Friday, March 8, 2013

What is Randomness?

Random variables play an important part in the vocabulary of probability theory. I think there's a lot of confusion, though, about what randomness actually is. A few days ago, I found an expert statistician trying to distinguish between mere statistical fluctuation and actual changes in the causal environment. Another example that always bugs me comes from computer science, and is the ubiquitous insistence that a deterministic algorithm can not produce random numbers, but only pseudo-random numbers.   

Each of these examples commits a fallacy. The first may be an isolated slip-up, or else a deliberate attempt to gloss over technicalities with sloppy language (I may even be guilty (gasp!) of either of these myself, on occasion), but the second is almost universal within the entire profession of computer scientists, which represents a significant sample of the world's technically disciplined. If any one of those computer scientists understood what randomness is, they would recognize immediately that the need to distinguish between random and pseudo-random is entirely fictional. 

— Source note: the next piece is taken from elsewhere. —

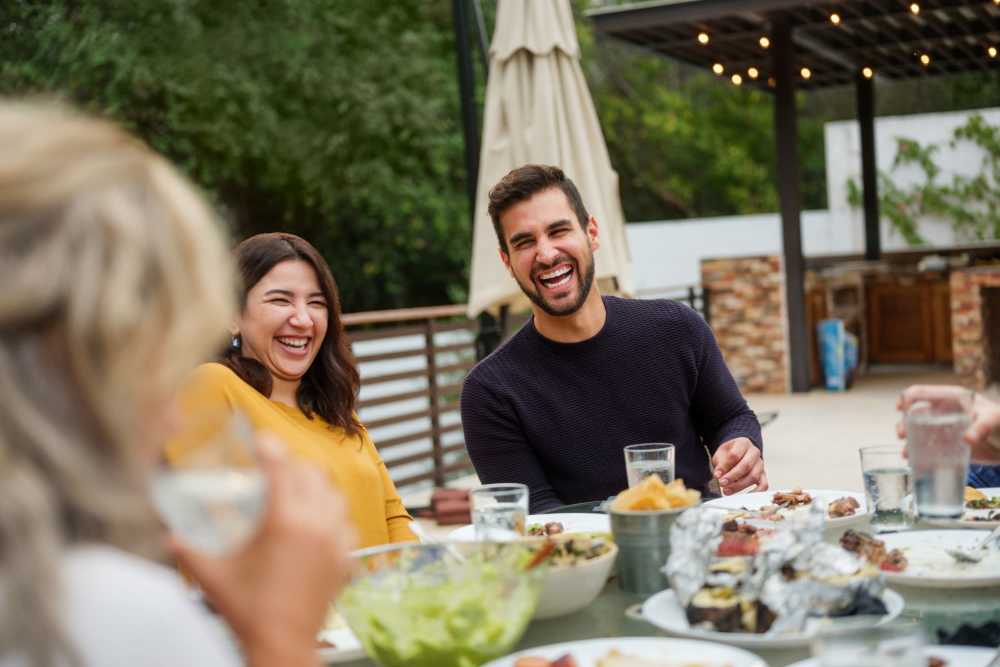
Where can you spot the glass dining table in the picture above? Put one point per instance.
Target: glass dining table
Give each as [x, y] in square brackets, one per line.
[942, 612]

Its not that I have anything against computer scientists. Information technology, after all, is what this blog is all about: systematically processing knowledge, and modern society owes its existence to computer science. Nor do I think that computer scientists are excessively prone to the fallacy I'm talking about. In fact, the statistical literature, compiled by those who, of all people, should have dedicated considerable effort to understanding this topic, is crammed with instances, of which my initial example is representative. As another example, the current Wikipedia entry on randomness contains a very confused section that starts with the statement: 'Randomness, as opposed to unpredictability, is an objective property.'

So what is the problem? Lets look at pseudo-random numbers, first. The point about pseudo-random numbers is that they are produced in a clever way to 'replicate' a random variable - they come appropriately distributed and they appear uncorrelated, which is to say that even knowing the nth, (n-1)th, ... numbers in a list, it will be impossible to predict what the (n+1)th number will be. They are considered to be not truly random, however, because they are produced by mechanical operations of a computer on fixed states of its circuits. If we only knew the states of the circuit and the operations, then we would know the number that will come out next. To say that this prevents us from describing the numbers as random, however, is an instance of the mind-projection fallacy, as I have discussed before.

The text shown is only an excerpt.